Ольга Константиновна Толстая, вдова Андрея Львовича, предложила устроить вечер чтения стихов в своей большой квартире на Остоженке. Вместе с нею жила ее дочь Софья Андреевна. ... На вечер собралось много людей, но я почти никого не знала. Впервые увидела я на нем Татьяну Львовну Сухотину-Толстую, бывшую тогда директором мемориального дома-музея Л. Н. Толстого. Она мне показалась очень подвижной, оживленной, но довольно некрасивой.
Макс читал много и с большим подъемом, а слушатели просили еще и еще. Вечер затянулся. После чтения был традиционный вегетарианский ужин.
Директор Исторического музея (кажется, А. И. Анисимов) пригласил Волошина посмотреть вновь приобретенные древнерусские иконы. Среди них была та, ради которой Макс пошел, - икона Владимирской Божьей Матери. С нее сняли семь покровов, и она предстала в своем первоначальном виде.
Максу дали кресло, и он в молчании и одиночестве провел у этой иконы несколько часов.

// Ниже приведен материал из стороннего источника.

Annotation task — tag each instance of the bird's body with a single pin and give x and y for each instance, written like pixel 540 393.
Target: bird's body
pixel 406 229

Мы с Марусей ушли в другие залы, где работники музея подготовляли выставку. Посетителей туда еще не пускали, и можно было без помех знакомиться с экспонатами.
На следующий день Макс вновь, но уже один, отправился на свидание с иконой. Это повторялось несколько раз. Впоследствии появились стихи "Владимирская Богоматерь":
Не на троне - на Ея руке,
Левой ручкой обнимая шею,
Взор во взор, щеку прижав к щеке,
Неотступно требует... Немею
Нет ни сил, ни слов на языке...
Макс хотел познакомить меня со своими старыми московскими друзьями и, посещая их, часто брал с собой.

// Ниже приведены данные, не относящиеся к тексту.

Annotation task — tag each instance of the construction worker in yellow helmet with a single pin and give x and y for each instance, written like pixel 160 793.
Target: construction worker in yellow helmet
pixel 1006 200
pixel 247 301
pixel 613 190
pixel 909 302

Помню наш визит к Марии Флоровне Селюк - приятельнице Макса по Парижу, где она жила в эмиграции.
Кем она была по специальности - не знаю. Сестра же ее, Курнатовская к тому времени уже умершая, была известной певицей, выступавшей в миланской опере "Ла Скала" в первых ролях вместе с Шаляпиным. Комната Марии Флоровны с роялем, старинной мебелью, картинами и предметами искусства была необычайной.

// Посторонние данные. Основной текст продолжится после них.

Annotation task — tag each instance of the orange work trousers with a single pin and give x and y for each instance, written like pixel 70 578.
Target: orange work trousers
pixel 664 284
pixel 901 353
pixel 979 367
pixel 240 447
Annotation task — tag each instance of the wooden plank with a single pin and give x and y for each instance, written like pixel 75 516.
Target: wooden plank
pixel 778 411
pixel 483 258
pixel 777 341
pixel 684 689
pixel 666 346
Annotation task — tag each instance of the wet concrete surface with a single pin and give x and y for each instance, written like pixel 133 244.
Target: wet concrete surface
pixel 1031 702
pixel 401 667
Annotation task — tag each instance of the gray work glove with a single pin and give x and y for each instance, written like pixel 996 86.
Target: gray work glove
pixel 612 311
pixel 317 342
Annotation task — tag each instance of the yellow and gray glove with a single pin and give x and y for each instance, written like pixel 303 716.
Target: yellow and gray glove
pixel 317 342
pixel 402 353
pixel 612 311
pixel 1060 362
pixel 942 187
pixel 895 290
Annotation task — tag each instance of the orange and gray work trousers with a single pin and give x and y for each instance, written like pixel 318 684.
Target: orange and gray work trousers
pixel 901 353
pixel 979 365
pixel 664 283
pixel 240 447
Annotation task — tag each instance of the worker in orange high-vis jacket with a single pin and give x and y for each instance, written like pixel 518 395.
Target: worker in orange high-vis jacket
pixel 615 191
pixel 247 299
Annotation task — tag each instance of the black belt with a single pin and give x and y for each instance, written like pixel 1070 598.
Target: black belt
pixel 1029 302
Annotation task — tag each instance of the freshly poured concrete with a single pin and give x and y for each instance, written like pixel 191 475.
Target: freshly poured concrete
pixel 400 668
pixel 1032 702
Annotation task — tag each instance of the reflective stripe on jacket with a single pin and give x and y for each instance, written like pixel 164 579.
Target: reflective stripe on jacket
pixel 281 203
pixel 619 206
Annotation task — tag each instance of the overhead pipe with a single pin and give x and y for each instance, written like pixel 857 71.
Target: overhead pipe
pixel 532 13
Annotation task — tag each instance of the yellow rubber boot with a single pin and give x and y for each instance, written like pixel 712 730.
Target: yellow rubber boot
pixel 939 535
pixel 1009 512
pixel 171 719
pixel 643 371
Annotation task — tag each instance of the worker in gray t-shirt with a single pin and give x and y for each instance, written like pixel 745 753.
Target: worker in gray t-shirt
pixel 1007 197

Впоследствии Мария Флоровна приезжала в Коктебель, но там я с ней не встречалась.
Сейчас уже не помню всех сделанных вместе с Максом визитов - их было много.
Посетил он и мою балетную школу, познакомился с педагогом Ольгой Владимировной Некрасовой, бывшей балериной Большого театра, и они сразу нашли общих знакомых по Парижу Были у Кандауровых и у [Юлии Леонидовны] Оболенской... Приходится удивляться, как мог Макс уделять мне столько времени. Москва захватила его. Он оказался в привычном для себя водовороте встреч, разговоров и смены впечатлений.